“We were on a break!” — I’m between jobs

How do I say this? How about, “I’m unemployed.”

Last year, I joined AIG to be part of their Professional Practices team. Ensure quality work within the various audit teams, help evolve audit practices, etc. Seemed like a good gig where I used my knowledge and expertise. It was also a bump up in title and pay, with a future potential to move into Risk Management or another function in one or two years. I’d been wary of joining AIG for many years. Bad rep in the audit industry in NY due to turnover, and other stuff I won’t mention here.

As always, life likes to throw the occasional curveball every once in awhile. The first day I was there, I discovered most of the entire team was pretty disgruntled.  Five months after joining, the Chief Auditor was forced out, and new management came in to clean house. In October, the company began layoffs globally, including around 100 folks in Audit.

By December, our team had been gutted from 7 people down to only 4. We actually had one new coworker join in June, but she resigned in frustration within 4 months. I saw the writing on the wall, and started informally looking back in Nov/Dec 2015. By January, I was formally looking for a better opportunity before the music stopped. I am glad that I started looking that early, but it wasn’t good enough. After giving us busy work for weeks, our new senior management scheduled a fake meeting one fine day, and HR joined us.

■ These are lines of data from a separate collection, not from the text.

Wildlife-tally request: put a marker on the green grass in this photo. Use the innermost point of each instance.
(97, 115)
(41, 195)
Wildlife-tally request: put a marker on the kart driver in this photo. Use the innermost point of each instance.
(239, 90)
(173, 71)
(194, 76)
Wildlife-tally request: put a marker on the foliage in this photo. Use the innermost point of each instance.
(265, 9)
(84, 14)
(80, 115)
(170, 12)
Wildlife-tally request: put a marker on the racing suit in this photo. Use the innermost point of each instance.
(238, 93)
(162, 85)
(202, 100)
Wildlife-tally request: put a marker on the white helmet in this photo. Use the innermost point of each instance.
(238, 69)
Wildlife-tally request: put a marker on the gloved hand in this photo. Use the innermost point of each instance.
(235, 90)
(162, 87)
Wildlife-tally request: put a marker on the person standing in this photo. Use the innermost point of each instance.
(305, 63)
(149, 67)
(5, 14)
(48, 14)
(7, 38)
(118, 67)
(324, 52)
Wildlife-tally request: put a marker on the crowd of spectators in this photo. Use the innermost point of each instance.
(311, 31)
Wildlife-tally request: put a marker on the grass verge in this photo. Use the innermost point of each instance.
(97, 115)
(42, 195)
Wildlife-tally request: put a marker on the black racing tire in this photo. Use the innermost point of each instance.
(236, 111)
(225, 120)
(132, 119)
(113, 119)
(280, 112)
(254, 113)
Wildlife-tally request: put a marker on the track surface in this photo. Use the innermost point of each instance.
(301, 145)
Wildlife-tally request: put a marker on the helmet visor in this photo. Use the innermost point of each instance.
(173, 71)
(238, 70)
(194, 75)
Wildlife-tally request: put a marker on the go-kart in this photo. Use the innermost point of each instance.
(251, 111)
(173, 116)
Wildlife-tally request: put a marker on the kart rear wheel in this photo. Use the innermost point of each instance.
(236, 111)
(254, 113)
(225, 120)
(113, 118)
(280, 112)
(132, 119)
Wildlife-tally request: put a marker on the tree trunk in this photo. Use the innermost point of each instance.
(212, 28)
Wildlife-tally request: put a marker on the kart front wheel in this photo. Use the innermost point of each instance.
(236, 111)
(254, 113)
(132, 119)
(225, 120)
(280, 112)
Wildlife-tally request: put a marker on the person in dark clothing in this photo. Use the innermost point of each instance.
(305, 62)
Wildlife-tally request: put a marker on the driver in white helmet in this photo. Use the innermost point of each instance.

So how do I feel about all this? I don’t know, to be honest. I’m still sorting out my feelings about the whole matter. I could say I should have avoided AIG and maybe I would have been right, but I  learned a lot and met people. I also got a chance to build new skills. I mentioned back in Dec 2014 that I had been interviewing for an internal JPMC transfer, and wondered for a long time whether I should waited it out longer. I learned last week that group was dismantled and consolidated in early 2015, and two layers of management  (including the hiring manager) were either pushed out or left the company. That means there was no future there either and I had been second-guessing myself for a long time and for nothing.

Could I have done anything differently during my time at AIG to save my job? I can say emphatically that I did everything that I could. While others worked quietly in their offices, I was out meeting with the audit teams every week Day 1. I was presenting to senior management all last year. I created new processes, and created new work products. When the new Senior Management came on, I was helping them with their various planning sessions and helping write or improve their existing presentations. I also helped develop and present on new audit practices and processes. Based on all this, I earned a strong performance rating.

So after all that, how did I still not survive? That’s what I struggle with. They couldn’t move me into another group and keep my skills? All those things I did, and it didn’t matter? I even applied for internal Audit spots, but internal sources told me afterwards Sr Management had external candidates ONLY in mind. In the end, it was just a numbers game and they had to dissolve our team and further cut the headcount no matter what. If they wanted to throw out the baby with the bathwater, so be it. I had also applied for internal transfers to other groups, but no one was truly hiring while they were also restructuring.

It’s been a few weeks, but I’m not completely over it. All that work for naught. When I think about it, it doesn’t sit well with me. Sometimes bad things happen because it’s simply out of your control. You have no control over what will happen, and that the simple truth. The only thing you can do is have contingency plans in place for when it happens.

As I mentioned, I’ve been interviewing on and off for a few months. I’m searching for the role that I like, with opportunities to further develop, in an organization that has a future. Same as I have always wanted.